The leak, to an activist who posted it online, included the officer's body camera footage and confidential information from the officer's personnel file.

"Ultimately the right thing happened," said Keyes attorney John Snider.

The city dropped the case after firing Chief Joel Fitzgerald in May, raising questions about whether he was available to testify in a civil service hearing.

"That was part of the equation on the city's side," Snider said. "There was a concern they wouldn't be able to prove their case without Fitzgerald."

Keyes is now eligible to be promoted to an assistant chief's position if one becomes available but his demotion two years ago could not be appealed, Snider said.

A second chief, assistant chief Abdul Pridgen, also was demoted at the same time but later left the department for a job in California.

Pridgen and Keyes both sued the city over their discipline.
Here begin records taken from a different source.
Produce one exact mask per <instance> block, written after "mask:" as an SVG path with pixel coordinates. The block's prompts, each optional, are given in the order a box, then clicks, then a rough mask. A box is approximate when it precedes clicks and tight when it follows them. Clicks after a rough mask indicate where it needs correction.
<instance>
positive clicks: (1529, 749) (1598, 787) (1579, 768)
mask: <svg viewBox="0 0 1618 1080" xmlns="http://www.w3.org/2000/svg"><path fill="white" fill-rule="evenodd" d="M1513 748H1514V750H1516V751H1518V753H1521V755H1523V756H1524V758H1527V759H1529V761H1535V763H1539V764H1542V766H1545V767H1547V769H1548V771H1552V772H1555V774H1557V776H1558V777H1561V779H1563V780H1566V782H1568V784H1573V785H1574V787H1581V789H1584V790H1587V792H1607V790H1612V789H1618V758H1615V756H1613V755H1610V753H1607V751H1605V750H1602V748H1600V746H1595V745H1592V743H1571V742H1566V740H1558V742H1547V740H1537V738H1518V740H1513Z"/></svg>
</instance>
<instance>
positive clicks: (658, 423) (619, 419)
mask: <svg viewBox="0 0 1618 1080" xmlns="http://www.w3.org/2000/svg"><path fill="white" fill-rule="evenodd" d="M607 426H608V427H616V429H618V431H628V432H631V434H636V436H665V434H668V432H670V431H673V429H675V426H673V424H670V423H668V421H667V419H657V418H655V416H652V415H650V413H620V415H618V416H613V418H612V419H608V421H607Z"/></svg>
That lawsuit is pending.

Meanwhile, Fitzgerald also is suing the city over his firing.

The city issued a statement late Thursday noting that the "decision maker" -- Fitzgerald -- is no longer employed by the city.

"A motion was filed to rescind and cancel the disciplinary appeal hearing the matter of the 3-day suspension of Captain Vance Keyes," the statement said.

The statement did not explain that Keyes filed the motion and the city did not oppose it.

The city did not respond to a question about how many other disciplinary cases may be affected by Fitzgerald's departure.